Small transaction patterns made by criminals in hiding will not raise red flags from the anti-money laundering systems. Not unless these systems are integrated with artificial intelligence.

Dan Stitt, director of financial crime analysis for the Wayne, Pennsylvania-based firm QuantaVerse, said:

“It’s a surgical approach to finding a needle in a haystack.”

QuantaVerse is the company behind some of the world’s biggest banks’ AI technology. Currently, their technology has already helped the DEA identify a Panamanian man involved in a big money-laundering scheme.

Development of AI for the banking industry is still in its early stage. However, financial regulatory bodies already showed support and expressed high hopes for the potential of the tool. Kevin Petrasic of White & Case law firm stated:

“Machines are able to take in multiple additional data points and analyze those data points in a way that may not seem obvious to human beings.”

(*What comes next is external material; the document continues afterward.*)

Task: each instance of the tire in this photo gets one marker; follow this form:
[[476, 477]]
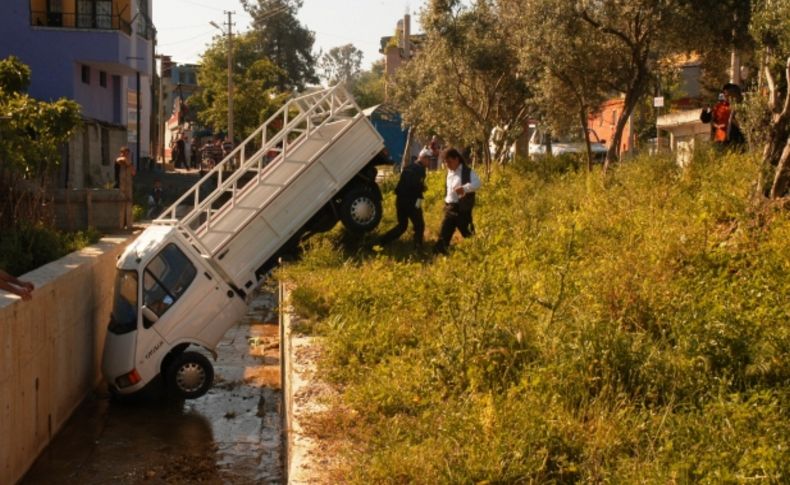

Right now, banks are still spending billions of dollars on anti-money laundering systems afflicted by false positive reports. A Dow Jones survey of more than 800 anti-money laundering experts showed that almost half of them are disappointed with the accuracy of the system because of the false positive alerts.

David McLaughlin, the founder of QuantaVerse, said:

“That’s billions invested—a lot of humans investigating the flags a legacy system will generate, and a large majority of those turn out not to be financial crimes. Meanwhile, the real financial crimes are going unnoticed.”

How QuantaVerse’s AI Technology Works

QuantaVerse’s team of data scientists developed an AI technology that learns predictors on its own. Its algorithm was trained by experts on several years’ worth of data from one of the top five biggest banks in the world.

As per Stitt, the system was trained to analyze and determine what a good or bad behavior looks like without any human intervention. Some factors that affect the judgment of the AI system include how quickly the money is being moved, where it is moving, and the amount that is being transferred.

Aside from that, the system also looks at anomalies in invoicing number sequences.

Apparently, organized crime groups involved in money-laundering activities tend to falsify invoices to make crime transactions look legitimate. QuantaVerse’s AI technology can flag these transactions by spotting duplicate invoices and system errors.

This photo released by Colombia’s National Police shows Panama businessman Nidal Waked after he was arrested at the international airport in Bogota, Colombia, Wednesday, May 4, 2016. Waked is sought by the United States and accused of being a leader of an organization that laundered drug profits through a web of companies including a luxury mall, a bank and the duty-free zone at Panama City’s international airport. (Colombia National Police via AP)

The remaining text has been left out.